Systeemcamera's onderscheiden zich van spiegelreflexcamera's door het ontbreken van een opklapbare spiegel. De spiegel zorgt bij spiegelreflexcamera's voor de mogelijkheid om de compositie te bepalen door de zoeker. Bij systeemcamera's moet men voor het bepalen van de compositie dus gebruikmaken van het scherm op de achterkant van de behuizing of een elektronische zoeker. Het ontbreken van een spiegel zorgt ervoor dat systeemcamera's vaak lichter zijn dan spiegelreflexcamera's.
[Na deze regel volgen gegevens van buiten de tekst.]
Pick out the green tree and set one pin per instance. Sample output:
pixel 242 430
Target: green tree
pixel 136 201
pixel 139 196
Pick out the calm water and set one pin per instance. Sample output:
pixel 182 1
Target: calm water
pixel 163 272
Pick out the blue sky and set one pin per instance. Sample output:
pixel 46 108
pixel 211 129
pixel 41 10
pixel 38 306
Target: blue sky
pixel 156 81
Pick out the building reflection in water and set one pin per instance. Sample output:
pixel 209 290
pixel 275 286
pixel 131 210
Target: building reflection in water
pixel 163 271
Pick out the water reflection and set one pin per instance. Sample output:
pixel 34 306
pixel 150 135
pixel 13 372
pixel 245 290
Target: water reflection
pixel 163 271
Het uiterlijk van systeemcamera's is over het algemeen gebaseerd op dat van compactcamera's, hoewel de lens ook in uitgeschakelde toestand wat verder uitsteekt. Daarnaast bevat de behuizing vaak meer knoppen en instelmogelijkheden voor de gevorderde fotograaf.
Beeldsensor
De grootte van de beeldsensor loopt bij systeemcamera's uiteen van compactcameraformaat (1/1,7", Pentax Q), tot even groot en groter als in veel spiegelreflexcamera's (APS-H, onder meer in de Sigma sd Quattro H). Daartussenin bevinden zich systemen als Nikon 1 (1") en Micro Four Thirds.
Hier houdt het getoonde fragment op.